Vancouver-based Raincoast Books announced the action yesterday, but refrained from specifying whether the disposal would involve pulping, recycling or incinerating about 2,000 copies of A War Against Truth: An Intimate Account of the Invasion of Iraq by Toronto author Paul William Roberts.

The book, published in 2004, was a nominee that year for the $25,000 Charles Taylor Prize for excellence in literary non-fiction and was cited by PEN Canada in 2005 when it named Roberts the inaugural winner of a prize honouring courage in journalism.

The disposal of the $24.95 trade paperback follows a decision Raincoast made in January to halt shipments of the text to its Canadian and U.S. customers after lawyers for The Atlanta Journal-Constitution notified the publisher that A War Against Truth contains numerous "elements [that] . . . closely resemble or are indistinguishable from passages" in an article the Georgia newspaper published on Sept. 29, 2002.

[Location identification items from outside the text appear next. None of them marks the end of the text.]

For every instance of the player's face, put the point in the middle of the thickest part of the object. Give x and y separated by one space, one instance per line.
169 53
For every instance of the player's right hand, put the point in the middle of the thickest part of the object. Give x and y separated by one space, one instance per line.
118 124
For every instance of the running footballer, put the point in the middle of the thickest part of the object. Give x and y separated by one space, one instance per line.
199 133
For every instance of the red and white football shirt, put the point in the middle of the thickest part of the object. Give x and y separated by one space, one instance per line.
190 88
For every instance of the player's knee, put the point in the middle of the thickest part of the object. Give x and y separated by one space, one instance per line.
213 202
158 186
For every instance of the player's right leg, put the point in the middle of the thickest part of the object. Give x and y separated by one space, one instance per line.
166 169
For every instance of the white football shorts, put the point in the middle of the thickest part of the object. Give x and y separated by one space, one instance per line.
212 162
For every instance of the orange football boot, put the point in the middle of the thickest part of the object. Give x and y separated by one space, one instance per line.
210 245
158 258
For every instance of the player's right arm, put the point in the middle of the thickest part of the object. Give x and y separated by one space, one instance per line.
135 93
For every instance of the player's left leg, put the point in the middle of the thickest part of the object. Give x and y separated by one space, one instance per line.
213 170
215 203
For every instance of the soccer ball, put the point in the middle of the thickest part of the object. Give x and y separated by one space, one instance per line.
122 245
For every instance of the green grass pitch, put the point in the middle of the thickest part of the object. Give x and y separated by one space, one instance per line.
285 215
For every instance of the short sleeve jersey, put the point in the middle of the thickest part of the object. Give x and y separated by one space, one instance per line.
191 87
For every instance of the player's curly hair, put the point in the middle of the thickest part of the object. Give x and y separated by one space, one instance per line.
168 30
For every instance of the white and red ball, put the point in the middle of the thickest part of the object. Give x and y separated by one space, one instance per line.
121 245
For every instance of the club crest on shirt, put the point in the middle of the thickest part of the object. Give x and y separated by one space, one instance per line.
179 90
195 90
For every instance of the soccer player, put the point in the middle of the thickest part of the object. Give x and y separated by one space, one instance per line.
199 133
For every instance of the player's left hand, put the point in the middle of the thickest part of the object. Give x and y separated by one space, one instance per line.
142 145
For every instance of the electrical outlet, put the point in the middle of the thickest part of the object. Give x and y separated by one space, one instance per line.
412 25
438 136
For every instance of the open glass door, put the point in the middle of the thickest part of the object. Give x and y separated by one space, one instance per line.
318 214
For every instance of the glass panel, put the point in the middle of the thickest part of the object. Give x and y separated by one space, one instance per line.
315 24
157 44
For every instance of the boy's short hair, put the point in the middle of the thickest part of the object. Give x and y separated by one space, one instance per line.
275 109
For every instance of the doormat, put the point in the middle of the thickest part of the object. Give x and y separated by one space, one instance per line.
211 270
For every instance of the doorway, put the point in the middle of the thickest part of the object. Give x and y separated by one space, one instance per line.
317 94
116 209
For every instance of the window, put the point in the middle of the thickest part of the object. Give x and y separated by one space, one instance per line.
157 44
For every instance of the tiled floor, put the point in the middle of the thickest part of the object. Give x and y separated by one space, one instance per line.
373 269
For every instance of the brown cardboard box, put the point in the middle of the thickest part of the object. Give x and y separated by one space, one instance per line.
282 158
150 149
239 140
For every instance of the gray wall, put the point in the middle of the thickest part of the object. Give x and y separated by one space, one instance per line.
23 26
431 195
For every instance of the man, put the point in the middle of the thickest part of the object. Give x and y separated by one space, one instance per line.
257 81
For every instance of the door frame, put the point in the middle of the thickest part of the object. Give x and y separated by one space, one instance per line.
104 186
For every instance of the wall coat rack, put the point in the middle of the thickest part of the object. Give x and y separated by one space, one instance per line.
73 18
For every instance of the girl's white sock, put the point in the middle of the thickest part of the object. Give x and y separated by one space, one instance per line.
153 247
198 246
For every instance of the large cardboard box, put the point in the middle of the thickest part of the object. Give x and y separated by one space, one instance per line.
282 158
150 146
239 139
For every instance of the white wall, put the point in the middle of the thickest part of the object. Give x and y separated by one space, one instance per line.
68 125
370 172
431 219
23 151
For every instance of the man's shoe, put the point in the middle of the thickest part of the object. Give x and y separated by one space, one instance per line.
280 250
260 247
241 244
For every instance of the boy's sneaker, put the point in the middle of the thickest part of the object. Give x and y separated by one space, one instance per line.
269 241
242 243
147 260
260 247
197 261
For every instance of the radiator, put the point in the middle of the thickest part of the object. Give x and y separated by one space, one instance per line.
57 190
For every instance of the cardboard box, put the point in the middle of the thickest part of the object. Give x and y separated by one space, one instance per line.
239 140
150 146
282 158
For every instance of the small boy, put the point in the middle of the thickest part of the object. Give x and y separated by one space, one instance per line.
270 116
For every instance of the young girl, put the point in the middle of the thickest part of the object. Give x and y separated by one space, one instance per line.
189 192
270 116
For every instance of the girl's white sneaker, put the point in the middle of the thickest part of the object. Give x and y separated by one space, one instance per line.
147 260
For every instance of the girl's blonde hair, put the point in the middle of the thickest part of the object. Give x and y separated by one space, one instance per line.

In a subsequent letter of apology, Roberts admitted the plagiarism, from the article "Bush's real goal in Iraq: Invasion would mark the next step toward an American empire," by Jay Bookman.

But Roberts said it was inadvertent and more the result of an "egregious lapse of professional conduct" and "the dangers of sloppiness" than any malicious intention to borrow without attribution. The lifted sections occupy about five pages of the 400-page book.

Paul fucked up; he apologized; the aggrieved parties were satisfied; a correction was offered. So why the pulping? Were they afraid the plagiarism virus would seep into copies of the new Harry Potter while everyone slept?

I hope another publisher grabs the book and – after making whatever changes/ammendments necessary – reprints it. Toot sweet.